The Design of Open Data Systems: Analyzed Through Case Studies in Nairobi and Lahore

Thesis presented to the Department of Computer Science & the Woodrow Wilson School of Public Policy & International Affairs, Princeton University

Open data initiatives such as those involving government data sharing, crowdsourced crisis management and the monitoring of public service delivery are often unable to maintain relevance as solutions to the social problems they aim to solve. Drawing on fieldwork in Nairobi and Lahore, this study presents a framework for understanding the underlying network of open data systems. It argues that sustainable open data systems are defined by strong links between data providers, software owners, and action agents. These links can be strengthened through the development of technology and policy that aims to augment existing human infrastructure. This is illustrated through the development of toolkits to aid Voter Registration procedures in Kenya and Pakistan.
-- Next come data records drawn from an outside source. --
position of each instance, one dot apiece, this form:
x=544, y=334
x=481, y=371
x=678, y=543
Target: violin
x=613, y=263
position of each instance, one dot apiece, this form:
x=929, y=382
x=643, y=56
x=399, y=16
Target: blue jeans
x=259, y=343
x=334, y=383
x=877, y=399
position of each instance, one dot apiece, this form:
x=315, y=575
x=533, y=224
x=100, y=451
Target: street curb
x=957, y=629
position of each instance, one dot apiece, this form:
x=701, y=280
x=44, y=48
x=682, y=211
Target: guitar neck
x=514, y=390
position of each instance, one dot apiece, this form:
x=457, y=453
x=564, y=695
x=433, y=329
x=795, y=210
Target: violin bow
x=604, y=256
The design methodology used in this development can be extended to other cases and locations to achieve sustainability in open data systems.

Analytical Framework

The fundamental argument of this thesis is that the study of technology must incorporate a study of its social context. I argue that all technology assumes roles for its users, just as users assume roles for technology. And it is only when the assumptions of both stabilize that a technological system becomes a true instrument of knowledge. The open data movement is relevant globally, but is of particular importance to developing countries where the need for government accountability and social movement is more imminent and where the spread of mobile technology is most profound. Traditional design approaches have often ignored the needs of the developing world. This thesis therefore frames the rest of its study along the lines of Postcolonial Computing.

Engagement with stakeholders

My fieldwork in Nairobi and Lahore consisted of 18 interviews with software developers, government officials and activists in Nairobi & Lahore. The key projects in my study were the Kenya Open Data Initiative (the Kenyan Government's work to share government data), Data.gov.pk (an Open Data Initiative by the Government of the Punjab, Pakistan), Ushahidi (a crowdsourced crisis reporting tool) and some of its most successful instances, and the Citizen Feedback Model (a project in the Punjab Government to monitor public service delivery by directly calling affected citizens).
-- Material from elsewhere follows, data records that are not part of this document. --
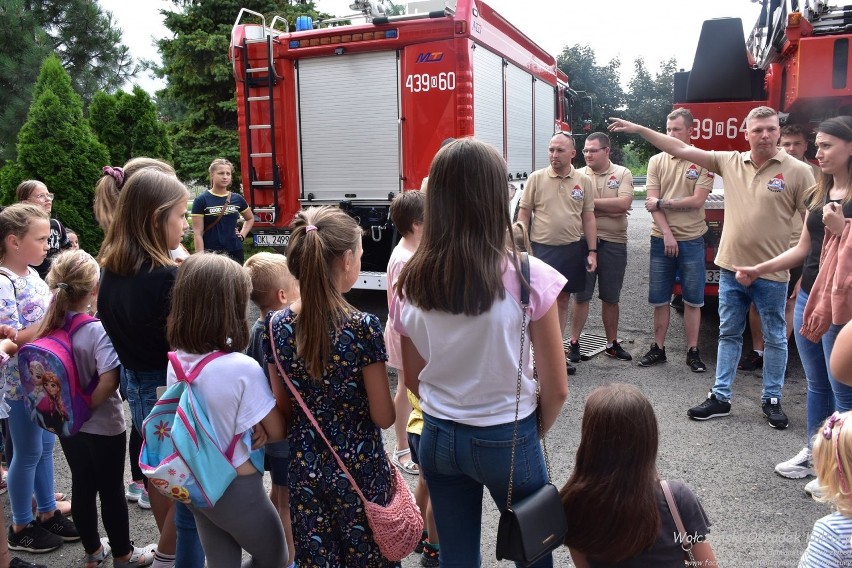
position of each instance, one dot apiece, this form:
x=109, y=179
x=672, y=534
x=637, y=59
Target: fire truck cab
x=795, y=60
x=350, y=111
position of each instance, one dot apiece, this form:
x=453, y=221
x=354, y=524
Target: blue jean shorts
x=690, y=262
x=141, y=389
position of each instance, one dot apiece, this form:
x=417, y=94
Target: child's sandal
x=138, y=558
x=97, y=558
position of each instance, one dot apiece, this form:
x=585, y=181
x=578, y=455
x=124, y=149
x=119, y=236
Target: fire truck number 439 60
x=423, y=82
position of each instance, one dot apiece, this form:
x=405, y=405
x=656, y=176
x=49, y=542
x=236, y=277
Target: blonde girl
x=216, y=212
x=829, y=544
x=35, y=192
x=96, y=453
x=236, y=396
x=133, y=303
x=107, y=192
x=335, y=357
x=24, y=297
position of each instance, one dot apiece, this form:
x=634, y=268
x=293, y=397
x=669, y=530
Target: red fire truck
x=796, y=60
x=350, y=114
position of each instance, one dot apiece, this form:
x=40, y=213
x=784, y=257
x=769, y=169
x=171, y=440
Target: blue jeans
x=457, y=461
x=825, y=394
x=189, y=552
x=141, y=389
x=661, y=274
x=31, y=470
x=734, y=301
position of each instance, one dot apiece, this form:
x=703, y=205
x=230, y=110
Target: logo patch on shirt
x=692, y=172
x=612, y=182
x=776, y=184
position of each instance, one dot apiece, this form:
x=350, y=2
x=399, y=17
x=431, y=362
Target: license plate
x=276, y=240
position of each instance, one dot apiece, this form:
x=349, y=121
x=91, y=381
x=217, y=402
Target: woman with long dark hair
x=616, y=510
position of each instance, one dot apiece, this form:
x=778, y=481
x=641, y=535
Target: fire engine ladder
x=259, y=91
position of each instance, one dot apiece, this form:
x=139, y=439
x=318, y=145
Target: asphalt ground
x=759, y=519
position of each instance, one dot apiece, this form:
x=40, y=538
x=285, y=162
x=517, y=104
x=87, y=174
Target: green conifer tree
x=57, y=146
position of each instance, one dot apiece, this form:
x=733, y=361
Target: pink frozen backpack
x=53, y=395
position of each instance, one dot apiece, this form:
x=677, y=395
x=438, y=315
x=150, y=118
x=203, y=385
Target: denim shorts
x=612, y=262
x=141, y=389
x=690, y=262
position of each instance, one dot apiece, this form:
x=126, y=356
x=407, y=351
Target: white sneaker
x=814, y=489
x=797, y=467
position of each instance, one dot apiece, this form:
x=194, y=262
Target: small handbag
x=535, y=526
x=397, y=526
x=686, y=542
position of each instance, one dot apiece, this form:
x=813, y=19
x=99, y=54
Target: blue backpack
x=53, y=395
x=180, y=455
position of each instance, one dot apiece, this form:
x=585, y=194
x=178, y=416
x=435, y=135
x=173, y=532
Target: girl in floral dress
x=335, y=356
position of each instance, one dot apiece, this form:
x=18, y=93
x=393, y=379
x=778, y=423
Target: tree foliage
x=127, y=124
x=84, y=37
x=198, y=100
x=649, y=101
x=601, y=82
x=56, y=145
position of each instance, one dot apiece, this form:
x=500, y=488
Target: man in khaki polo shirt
x=560, y=201
x=795, y=143
x=613, y=198
x=764, y=190
x=677, y=190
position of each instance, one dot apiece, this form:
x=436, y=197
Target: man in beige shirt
x=613, y=198
x=764, y=190
x=795, y=143
x=677, y=190
x=559, y=203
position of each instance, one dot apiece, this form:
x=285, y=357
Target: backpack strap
x=77, y=321
x=180, y=373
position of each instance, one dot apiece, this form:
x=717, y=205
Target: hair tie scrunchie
x=115, y=173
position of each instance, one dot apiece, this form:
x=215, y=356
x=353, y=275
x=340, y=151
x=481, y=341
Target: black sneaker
x=33, y=538
x=710, y=408
x=772, y=410
x=617, y=352
x=654, y=355
x=574, y=351
x=693, y=359
x=61, y=527
x=751, y=361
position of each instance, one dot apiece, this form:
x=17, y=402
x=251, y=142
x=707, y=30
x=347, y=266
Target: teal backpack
x=180, y=455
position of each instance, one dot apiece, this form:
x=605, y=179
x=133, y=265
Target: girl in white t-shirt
x=96, y=453
x=460, y=318
x=236, y=397
x=829, y=545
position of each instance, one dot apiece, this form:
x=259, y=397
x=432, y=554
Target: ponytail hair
x=112, y=181
x=72, y=277
x=320, y=238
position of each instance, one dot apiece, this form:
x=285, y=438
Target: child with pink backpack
x=95, y=453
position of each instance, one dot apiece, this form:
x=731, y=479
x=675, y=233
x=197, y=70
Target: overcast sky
x=654, y=29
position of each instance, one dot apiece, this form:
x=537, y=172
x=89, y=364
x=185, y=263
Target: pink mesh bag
x=397, y=526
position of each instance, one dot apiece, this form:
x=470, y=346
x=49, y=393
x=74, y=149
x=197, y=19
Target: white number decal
x=708, y=128
x=425, y=82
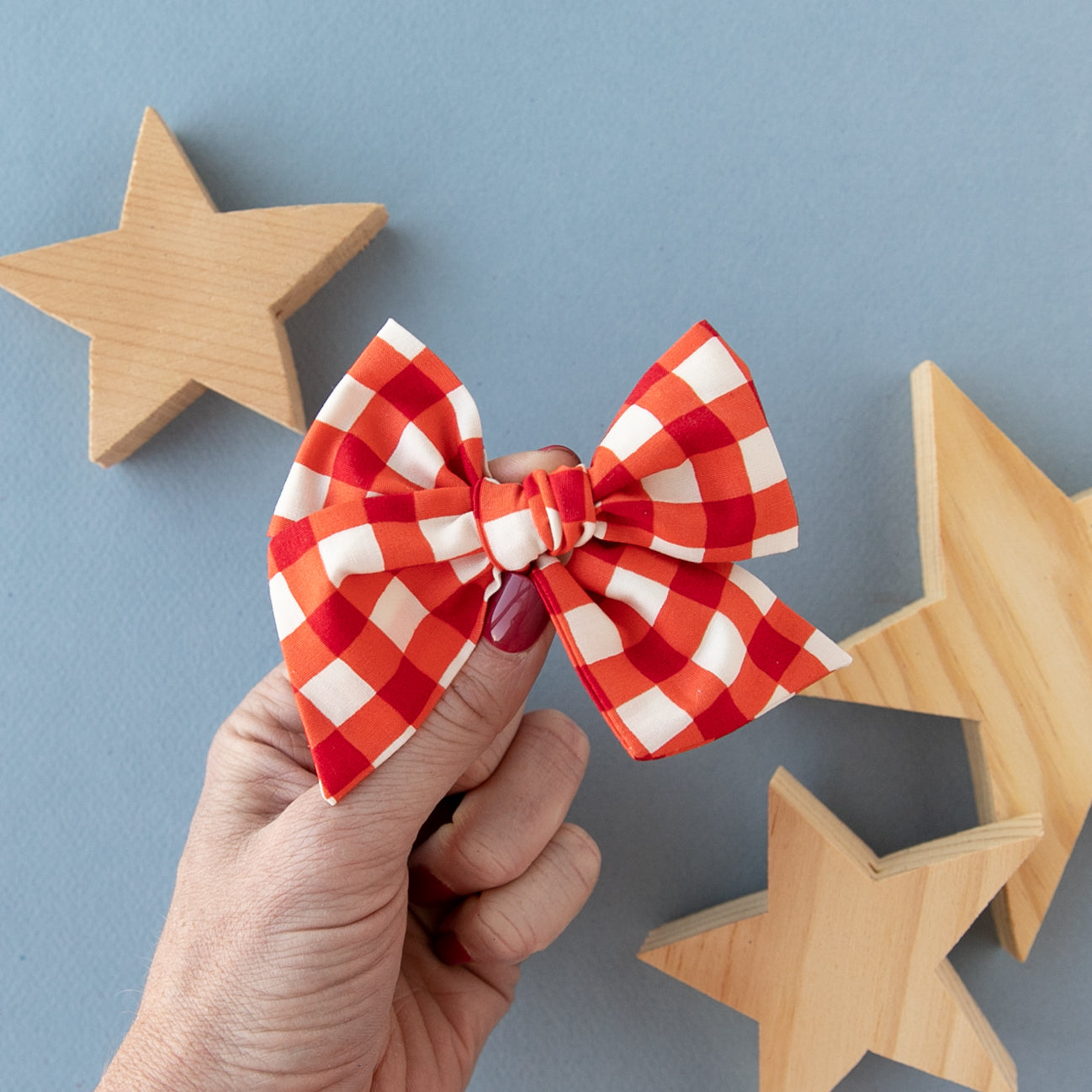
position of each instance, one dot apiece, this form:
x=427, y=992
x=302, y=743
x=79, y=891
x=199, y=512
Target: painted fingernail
x=517, y=616
x=425, y=887
x=450, y=950
x=561, y=447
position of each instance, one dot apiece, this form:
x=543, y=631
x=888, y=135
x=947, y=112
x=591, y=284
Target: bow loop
x=389, y=539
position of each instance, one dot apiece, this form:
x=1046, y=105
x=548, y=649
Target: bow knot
x=545, y=513
x=389, y=541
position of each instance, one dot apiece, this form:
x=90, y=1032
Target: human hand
x=310, y=947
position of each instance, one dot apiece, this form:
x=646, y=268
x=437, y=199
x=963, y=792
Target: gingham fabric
x=389, y=539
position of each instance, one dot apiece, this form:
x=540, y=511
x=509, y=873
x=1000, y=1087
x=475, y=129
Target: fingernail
x=450, y=950
x=561, y=447
x=517, y=616
x=425, y=887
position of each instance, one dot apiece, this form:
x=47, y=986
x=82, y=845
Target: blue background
x=842, y=189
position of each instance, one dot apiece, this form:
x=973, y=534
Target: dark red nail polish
x=426, y=888
x=517, y=616
x=450, y=950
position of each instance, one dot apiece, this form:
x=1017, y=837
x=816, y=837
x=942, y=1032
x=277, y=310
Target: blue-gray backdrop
x=842, y=188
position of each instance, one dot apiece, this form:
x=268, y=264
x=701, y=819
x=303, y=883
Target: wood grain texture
x=846, y=952
x=182, y=299
x=1001, y=639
Articulation of the Human Infrastructure of Open Data Systems

I present a common methodology to frame open data systems as consisting of three types of actors: data providers, software owners, and action agents. I argue that the consistent failure of many open data systems to stand the test of time can be traced back to the collapse of links between these actors. Technology should reduce costs of interaction, strengthening relationships and sustaining open data systems. The diagram below shows flows of data as solid lines, and other influences between actors as dotted lines.
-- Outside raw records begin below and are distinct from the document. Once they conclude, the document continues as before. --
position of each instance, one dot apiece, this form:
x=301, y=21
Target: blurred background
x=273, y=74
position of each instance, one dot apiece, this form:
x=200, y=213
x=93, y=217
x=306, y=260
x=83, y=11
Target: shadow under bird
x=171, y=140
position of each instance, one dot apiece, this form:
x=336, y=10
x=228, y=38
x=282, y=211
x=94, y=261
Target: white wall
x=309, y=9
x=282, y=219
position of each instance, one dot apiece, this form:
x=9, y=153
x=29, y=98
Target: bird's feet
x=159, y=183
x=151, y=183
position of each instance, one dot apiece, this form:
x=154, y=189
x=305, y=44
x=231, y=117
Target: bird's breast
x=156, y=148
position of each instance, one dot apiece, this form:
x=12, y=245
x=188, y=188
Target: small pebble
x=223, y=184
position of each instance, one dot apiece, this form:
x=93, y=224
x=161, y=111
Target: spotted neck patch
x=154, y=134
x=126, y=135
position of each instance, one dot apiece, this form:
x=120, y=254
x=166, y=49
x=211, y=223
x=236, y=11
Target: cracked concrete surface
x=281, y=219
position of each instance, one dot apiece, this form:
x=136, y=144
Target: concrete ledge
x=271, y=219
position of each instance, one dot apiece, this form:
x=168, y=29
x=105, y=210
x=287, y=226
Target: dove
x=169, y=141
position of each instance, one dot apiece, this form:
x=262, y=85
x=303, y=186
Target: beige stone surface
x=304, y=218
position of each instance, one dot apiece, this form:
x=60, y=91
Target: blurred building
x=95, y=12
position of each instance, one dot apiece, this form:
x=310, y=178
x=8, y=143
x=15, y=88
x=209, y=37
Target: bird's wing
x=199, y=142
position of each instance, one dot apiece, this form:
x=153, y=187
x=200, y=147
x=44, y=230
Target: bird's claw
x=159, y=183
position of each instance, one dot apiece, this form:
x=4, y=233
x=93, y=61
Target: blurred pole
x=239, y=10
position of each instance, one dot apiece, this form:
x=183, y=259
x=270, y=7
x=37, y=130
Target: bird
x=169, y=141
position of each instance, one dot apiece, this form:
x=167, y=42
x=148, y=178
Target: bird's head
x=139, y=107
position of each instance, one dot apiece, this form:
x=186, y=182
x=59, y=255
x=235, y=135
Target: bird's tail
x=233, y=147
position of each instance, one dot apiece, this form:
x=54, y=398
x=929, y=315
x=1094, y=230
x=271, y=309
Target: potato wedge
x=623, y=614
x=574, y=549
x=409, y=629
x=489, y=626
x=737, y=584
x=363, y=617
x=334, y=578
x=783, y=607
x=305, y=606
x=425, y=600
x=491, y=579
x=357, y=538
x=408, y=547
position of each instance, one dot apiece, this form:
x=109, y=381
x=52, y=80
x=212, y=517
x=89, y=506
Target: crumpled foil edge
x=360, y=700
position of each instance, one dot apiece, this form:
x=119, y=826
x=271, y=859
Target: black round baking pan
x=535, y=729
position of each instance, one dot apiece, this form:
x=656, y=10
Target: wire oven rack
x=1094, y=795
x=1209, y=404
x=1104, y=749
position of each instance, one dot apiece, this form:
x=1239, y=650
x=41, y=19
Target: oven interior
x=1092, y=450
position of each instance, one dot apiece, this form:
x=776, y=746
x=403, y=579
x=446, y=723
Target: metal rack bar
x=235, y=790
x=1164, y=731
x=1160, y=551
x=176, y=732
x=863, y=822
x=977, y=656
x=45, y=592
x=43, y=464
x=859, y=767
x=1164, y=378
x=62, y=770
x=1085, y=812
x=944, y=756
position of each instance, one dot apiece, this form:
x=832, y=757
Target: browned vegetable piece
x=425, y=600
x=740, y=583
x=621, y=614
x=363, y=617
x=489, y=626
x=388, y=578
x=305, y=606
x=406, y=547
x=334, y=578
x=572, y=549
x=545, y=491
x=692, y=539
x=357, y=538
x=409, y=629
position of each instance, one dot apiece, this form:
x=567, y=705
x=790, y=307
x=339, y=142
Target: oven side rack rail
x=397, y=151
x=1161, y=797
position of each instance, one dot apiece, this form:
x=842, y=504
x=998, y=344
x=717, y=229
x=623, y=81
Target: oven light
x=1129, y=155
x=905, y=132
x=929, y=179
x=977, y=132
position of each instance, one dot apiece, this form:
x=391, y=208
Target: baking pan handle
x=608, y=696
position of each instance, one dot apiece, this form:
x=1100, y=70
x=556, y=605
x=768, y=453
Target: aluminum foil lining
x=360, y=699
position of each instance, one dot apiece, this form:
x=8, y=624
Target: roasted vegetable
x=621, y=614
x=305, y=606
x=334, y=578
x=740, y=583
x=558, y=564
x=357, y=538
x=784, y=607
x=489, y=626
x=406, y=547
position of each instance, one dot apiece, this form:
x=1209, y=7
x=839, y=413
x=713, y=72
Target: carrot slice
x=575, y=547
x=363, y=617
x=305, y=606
Translation of Needs to Technology

My case study was developing simple toolkits for voter registration, a process relevant in Kenya & Pakistan.

An SMS query system that allows citizens to find out where their Voter Registration Centers are by texting in where they are located. This system strengthens the links between software owners and action agents by providing a simple, extensible toolkit to create SMS query systems across various domains. Chutney makes use of an existing dataset of Voter Registration Centers in Kenya.

Design goals were to minimize conversation lengths, always provide a helpful response, prevent format trap, and to be customizable & re-deployable.

A simple linguistic approach makes the system easy to install. Queries look for keywords. If unique, results are delivered automatically. Otherwise simple disambiguations are requested. No complex language models are required.

The system is powered by a novel approach to responding to natural language queries. Instead of creating complex language models, this algorithm searches for tokens in the query, that match any keyword in the database. Upon finding a match each keyword is attached to the column of the database it matches in, and then these column values used to lookup another column against a specific record in the database.

This was supplemented with a crowdsourcing tool to digitize voter lists. Crowdsourcing reduces costs and takes advantage of ad-hoc volunteer organization which was collecting and scanning images of these lists during Pakistani elections.